At 14:12 27 April 2004, Tom Seim wrote:
I'm not saying this is a good tradeoff or a poor one,
but it's
disingenuous to pretend it's not there. It's equally
disingenuous to
pretend that we couldn't prevent 95% of highway fatalities
quite
easily. All it would take is a 35 mph speed limit
for divided
highways and a 17 mph speed limit for other roads
- and draconian
enforcement. It wouldn't prevent the accidents, but
it would
eliminate most of the fatalities. Of course we don't
do this because
we want to get where we are going quickly.

Michael


This has been the argument against raising the speed
limits on our
highways, ever since they were lowered by that benevolent
dictator
Jimmy Carter. The only problem, the argument is wrong!
We learned that
after raising the limits and watched the fatality rates
continue to
drop.

Common wisdom is, sometimes, uncommon nonsense.

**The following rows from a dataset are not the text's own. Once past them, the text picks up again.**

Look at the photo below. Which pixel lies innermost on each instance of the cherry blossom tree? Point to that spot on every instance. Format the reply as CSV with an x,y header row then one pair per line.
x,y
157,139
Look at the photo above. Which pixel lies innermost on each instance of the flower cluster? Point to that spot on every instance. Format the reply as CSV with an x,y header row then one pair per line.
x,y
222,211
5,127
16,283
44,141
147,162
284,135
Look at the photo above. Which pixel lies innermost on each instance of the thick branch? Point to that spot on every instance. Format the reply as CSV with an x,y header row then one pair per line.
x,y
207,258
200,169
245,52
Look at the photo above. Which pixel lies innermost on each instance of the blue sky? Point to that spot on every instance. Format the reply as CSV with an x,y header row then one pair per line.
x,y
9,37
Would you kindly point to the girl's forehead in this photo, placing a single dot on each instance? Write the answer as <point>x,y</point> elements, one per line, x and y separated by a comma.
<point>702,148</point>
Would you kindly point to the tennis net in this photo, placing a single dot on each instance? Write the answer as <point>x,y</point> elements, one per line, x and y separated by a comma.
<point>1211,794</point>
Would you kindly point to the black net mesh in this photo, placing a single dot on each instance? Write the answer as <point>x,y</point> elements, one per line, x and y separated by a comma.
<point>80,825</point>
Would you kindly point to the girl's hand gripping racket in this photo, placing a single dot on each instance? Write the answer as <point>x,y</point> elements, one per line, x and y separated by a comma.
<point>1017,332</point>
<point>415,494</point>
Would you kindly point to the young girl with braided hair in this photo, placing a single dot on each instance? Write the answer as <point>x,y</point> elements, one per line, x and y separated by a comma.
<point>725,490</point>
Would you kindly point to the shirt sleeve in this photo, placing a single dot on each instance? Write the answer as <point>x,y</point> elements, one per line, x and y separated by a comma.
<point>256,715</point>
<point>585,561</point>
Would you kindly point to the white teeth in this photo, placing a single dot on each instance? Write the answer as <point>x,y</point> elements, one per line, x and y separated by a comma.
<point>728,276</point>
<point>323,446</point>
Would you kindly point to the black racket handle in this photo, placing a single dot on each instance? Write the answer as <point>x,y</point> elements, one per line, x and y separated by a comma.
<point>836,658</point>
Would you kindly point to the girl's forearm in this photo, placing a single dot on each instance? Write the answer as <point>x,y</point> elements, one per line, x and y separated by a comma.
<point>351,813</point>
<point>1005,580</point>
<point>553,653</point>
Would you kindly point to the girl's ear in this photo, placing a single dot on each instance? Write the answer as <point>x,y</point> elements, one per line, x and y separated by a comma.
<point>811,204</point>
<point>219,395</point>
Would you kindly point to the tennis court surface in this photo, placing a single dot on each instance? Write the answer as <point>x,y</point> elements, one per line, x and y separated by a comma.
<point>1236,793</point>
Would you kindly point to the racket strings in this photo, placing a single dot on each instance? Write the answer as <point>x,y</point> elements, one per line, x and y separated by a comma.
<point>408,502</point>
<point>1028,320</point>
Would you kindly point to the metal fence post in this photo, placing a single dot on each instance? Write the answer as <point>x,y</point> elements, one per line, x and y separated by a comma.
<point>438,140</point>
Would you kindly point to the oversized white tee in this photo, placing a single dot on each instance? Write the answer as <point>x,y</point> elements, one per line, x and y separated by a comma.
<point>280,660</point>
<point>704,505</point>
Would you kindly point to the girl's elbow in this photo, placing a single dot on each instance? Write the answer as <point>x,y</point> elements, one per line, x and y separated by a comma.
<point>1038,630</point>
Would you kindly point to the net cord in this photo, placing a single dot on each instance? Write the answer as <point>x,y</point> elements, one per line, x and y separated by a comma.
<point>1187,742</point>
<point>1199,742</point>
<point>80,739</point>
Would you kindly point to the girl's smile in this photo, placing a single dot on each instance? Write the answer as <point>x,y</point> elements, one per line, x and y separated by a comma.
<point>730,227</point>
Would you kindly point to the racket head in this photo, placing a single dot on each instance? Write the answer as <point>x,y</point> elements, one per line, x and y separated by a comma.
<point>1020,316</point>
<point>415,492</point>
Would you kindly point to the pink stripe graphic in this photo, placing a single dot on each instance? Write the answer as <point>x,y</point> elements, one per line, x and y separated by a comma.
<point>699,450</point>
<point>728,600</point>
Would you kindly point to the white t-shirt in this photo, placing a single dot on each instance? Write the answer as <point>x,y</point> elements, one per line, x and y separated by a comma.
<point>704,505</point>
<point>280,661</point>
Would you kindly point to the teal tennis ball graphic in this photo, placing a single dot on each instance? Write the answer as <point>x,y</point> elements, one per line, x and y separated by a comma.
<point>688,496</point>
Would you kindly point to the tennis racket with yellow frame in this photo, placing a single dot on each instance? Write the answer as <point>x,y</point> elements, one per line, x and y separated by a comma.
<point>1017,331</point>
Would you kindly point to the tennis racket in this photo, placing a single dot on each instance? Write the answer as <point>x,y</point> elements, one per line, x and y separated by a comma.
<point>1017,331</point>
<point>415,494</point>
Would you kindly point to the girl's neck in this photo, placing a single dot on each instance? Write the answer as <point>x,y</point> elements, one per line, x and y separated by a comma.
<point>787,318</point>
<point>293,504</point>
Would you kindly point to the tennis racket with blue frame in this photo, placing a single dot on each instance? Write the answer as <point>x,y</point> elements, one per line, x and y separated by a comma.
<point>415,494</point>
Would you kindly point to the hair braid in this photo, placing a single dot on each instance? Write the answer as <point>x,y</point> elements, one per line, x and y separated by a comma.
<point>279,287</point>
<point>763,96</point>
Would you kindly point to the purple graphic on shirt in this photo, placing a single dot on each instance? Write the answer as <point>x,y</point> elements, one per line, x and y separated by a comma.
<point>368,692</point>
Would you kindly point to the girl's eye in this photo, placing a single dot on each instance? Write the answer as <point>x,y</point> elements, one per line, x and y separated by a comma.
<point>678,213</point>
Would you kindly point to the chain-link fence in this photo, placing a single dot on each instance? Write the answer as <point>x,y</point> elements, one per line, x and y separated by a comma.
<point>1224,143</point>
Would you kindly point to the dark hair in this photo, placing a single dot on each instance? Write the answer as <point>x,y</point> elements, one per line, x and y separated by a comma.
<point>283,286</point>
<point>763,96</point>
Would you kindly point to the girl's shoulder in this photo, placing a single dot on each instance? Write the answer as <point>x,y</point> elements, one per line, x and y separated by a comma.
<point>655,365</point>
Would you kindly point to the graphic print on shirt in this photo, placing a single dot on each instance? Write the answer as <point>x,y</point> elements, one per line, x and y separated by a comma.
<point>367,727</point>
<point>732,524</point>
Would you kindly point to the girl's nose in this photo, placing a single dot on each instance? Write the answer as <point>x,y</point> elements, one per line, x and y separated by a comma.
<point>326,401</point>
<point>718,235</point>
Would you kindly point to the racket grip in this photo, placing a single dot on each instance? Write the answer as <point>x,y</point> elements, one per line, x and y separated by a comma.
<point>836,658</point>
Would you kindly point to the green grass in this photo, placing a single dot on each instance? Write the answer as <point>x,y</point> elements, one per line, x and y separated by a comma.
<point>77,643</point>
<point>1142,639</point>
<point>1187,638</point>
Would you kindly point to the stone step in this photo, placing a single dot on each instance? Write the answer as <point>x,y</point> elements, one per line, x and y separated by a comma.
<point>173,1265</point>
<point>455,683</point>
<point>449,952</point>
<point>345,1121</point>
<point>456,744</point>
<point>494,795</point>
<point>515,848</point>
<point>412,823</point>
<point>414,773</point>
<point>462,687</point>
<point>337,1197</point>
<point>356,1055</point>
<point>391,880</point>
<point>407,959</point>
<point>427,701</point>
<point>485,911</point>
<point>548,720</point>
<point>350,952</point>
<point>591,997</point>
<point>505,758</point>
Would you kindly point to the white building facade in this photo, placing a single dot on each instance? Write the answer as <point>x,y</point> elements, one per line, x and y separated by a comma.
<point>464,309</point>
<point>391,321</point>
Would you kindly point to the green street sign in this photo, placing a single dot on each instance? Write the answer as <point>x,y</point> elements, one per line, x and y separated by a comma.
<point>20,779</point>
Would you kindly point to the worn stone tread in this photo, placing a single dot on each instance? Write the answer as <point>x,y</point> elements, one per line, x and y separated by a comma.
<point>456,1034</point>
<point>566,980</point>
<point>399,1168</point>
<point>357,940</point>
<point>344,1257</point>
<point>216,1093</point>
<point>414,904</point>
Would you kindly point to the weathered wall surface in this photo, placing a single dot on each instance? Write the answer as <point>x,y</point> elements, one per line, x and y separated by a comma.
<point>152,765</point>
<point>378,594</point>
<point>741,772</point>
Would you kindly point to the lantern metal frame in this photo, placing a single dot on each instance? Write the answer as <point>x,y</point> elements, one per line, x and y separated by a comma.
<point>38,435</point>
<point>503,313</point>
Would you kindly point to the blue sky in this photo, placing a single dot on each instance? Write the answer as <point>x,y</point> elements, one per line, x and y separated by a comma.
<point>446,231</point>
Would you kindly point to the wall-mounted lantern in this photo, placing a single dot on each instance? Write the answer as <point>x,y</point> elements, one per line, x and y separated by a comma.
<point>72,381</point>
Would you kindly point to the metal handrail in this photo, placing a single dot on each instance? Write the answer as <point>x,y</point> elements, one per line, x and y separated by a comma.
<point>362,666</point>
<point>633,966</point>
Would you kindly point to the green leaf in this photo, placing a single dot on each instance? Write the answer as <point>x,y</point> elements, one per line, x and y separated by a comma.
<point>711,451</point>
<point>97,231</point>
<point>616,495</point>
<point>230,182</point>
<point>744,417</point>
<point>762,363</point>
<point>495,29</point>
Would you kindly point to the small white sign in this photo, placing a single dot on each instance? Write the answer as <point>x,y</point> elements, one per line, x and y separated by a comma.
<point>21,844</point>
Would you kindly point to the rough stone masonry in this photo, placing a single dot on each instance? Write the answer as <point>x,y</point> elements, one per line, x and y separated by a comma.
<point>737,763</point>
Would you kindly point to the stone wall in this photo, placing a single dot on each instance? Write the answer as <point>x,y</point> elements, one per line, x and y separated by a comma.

I think the problem is tunnel vision safety analysis
by 'experts' that
vastly overrate their abilities. Part of the problem
with the speed
limits is that drivers weren't obeying the limits to
begin with.
Raising the limits merely reflected the reality of
the situation.
Draconian enforcement simply won't work, at least not
(fortunately) in
the U.S., because law enforcement works only by voluntary
compliance.
There simply are not enough cops and jails out there
to impose a law
that the vast majority of the population won't accept.
This clearly
happened with the poorly thought out national speed
limit. But there
still is a group that, even with all of the evidence
to the contrary,
thinks that it will work.

Instead, we should put the effort into things that
do work. The most
dramatic example of this is mandatory seat belt usage.
In Washington
state this became a primary law (you can be stopped
for it), which
resulted in compliance rates in the 85-90% range (instead
of 15-20%
before there was any law). No changes were required
to cars since the
belts were already there. Most people have accepted
the law, but there
is still a vociferous minority that reject it. Everybody
benefits,
besides being safer, with lower insurance rates.